Some of Caroline's running commentary directed at her maligned brother James regarding their new neighbor M. Poirot:
"I can't make it out at all," she said in an aggrieved voice. "I borrowed some garden tools the other day, and he was most polite, but I couldn't get anything out of him. I asked him point blank at last whether he was a Frenchman, and he said he wasn't - and somehow I didn't like to ask him anymore." 
I began to be more interested in our mysterious neighbor. A man who is capable of shutting up Caroline and sending her, like the Queen of Sheba, away empty must be something of a personality.
Here's a typical example of Mrs. Ackroyd when she is talking about one of the servants, "No more I do. She's - odd. There's something different about her from the other. Too well educated, that's my opinion. You can't tell who are ladies and who aren't anymore."* 
Sheppard himself was a country physician with a level of tact and diplomacy that his sister greatly lacks. He was, as he stated himself, "I played Watson to his Sherlock,"* but more correctly he played the role of Captain Hastings in this mystery. 

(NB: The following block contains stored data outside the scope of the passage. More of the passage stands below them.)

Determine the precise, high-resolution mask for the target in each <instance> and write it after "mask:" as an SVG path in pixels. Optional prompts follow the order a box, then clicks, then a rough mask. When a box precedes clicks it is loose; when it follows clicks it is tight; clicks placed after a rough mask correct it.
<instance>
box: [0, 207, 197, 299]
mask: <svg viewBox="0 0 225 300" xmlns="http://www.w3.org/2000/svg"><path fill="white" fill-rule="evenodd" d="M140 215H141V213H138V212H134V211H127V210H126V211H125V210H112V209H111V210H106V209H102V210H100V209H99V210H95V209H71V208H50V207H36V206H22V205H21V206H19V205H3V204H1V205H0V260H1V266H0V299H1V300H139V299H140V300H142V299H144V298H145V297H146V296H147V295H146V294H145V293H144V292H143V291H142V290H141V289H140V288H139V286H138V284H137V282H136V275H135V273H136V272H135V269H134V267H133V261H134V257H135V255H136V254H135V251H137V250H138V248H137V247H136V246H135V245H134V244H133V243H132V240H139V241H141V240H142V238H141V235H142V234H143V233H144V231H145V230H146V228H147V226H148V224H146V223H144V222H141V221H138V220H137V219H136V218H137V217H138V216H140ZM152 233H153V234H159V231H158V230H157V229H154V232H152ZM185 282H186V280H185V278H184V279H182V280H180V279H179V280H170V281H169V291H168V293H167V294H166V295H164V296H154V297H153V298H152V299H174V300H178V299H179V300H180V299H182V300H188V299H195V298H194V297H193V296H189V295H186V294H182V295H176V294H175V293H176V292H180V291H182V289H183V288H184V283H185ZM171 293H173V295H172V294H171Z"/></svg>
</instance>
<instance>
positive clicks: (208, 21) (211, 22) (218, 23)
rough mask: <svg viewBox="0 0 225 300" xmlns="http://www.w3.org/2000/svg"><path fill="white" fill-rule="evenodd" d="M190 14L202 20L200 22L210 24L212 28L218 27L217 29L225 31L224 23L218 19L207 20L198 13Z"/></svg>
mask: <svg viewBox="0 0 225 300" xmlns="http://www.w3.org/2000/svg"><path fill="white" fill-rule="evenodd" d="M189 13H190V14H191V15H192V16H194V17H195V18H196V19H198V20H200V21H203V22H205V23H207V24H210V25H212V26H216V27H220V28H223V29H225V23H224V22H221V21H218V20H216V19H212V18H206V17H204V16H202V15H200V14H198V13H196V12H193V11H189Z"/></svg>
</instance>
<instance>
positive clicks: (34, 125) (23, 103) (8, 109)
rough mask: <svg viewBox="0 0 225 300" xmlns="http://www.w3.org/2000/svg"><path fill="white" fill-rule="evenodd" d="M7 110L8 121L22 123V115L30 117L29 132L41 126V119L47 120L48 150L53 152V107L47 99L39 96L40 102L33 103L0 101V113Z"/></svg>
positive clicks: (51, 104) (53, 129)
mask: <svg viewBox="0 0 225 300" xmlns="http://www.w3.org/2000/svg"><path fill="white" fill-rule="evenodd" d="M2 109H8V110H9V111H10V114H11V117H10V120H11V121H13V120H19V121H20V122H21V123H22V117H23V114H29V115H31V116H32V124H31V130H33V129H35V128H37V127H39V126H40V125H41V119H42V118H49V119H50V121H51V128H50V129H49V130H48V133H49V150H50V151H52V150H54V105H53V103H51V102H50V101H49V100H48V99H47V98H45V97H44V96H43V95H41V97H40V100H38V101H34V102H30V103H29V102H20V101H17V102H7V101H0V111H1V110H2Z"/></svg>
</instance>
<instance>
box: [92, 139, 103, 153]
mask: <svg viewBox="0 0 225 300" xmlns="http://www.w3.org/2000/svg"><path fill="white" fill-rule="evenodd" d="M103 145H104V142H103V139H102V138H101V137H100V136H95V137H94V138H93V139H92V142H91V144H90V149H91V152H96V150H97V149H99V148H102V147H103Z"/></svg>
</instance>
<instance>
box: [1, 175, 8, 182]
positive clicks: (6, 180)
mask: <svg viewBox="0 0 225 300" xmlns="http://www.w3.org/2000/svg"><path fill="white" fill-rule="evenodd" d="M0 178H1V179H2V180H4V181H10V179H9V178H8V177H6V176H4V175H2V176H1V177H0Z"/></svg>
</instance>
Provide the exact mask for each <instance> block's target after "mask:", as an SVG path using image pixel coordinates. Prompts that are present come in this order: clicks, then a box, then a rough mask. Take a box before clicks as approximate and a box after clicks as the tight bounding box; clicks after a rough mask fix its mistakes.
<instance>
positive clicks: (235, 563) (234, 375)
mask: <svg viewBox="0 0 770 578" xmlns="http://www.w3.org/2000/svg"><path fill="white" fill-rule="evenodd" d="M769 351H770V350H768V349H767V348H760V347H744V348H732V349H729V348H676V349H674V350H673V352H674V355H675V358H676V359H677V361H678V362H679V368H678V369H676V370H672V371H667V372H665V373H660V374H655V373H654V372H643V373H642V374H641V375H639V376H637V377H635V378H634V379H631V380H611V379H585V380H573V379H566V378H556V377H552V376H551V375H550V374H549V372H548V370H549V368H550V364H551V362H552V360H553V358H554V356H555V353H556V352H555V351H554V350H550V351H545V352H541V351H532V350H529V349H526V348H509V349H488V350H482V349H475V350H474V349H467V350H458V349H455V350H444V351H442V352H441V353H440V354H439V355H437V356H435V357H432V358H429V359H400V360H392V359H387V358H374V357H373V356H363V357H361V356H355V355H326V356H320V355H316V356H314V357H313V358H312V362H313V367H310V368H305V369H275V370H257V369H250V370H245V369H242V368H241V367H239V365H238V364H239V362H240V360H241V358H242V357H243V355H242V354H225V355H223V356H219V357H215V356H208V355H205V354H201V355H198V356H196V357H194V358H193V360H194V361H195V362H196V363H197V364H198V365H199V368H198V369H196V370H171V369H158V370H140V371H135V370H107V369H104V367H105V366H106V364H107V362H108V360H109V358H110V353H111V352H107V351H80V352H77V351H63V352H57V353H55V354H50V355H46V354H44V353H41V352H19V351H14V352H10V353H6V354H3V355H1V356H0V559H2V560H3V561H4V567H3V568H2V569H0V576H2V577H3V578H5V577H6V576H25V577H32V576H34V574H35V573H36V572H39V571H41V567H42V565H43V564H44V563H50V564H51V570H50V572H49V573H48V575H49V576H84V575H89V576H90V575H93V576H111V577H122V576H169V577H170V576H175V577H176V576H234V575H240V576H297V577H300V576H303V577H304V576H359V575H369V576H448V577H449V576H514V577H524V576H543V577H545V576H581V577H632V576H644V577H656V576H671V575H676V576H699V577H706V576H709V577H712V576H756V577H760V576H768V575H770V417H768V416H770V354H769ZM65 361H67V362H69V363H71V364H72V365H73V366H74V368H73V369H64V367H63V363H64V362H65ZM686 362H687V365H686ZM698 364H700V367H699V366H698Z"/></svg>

David Suchet as Hercule Poirot

Hercule Poirot is one of my favorite characters in literature. I really enjoy his persnickety character and his little grey cells. He's always dapper and charming. I do wonder what made Ms. Christie create a Belgian detective because one of my favorite parts of this book is the beginning when his name is mispronounced as Porrott. And someone always thinking him French (see above) and his disgusted reaction to it - funny. It does seem odd to me that Poirot has "retired" and lives at King's Abbot to tend his vegetable garden this early in the series of books (the book was published in 1926) , but we'll see how this progresses. I'm greatly looking forward to my next Christie Mystery - another Poirot story - The Big Four.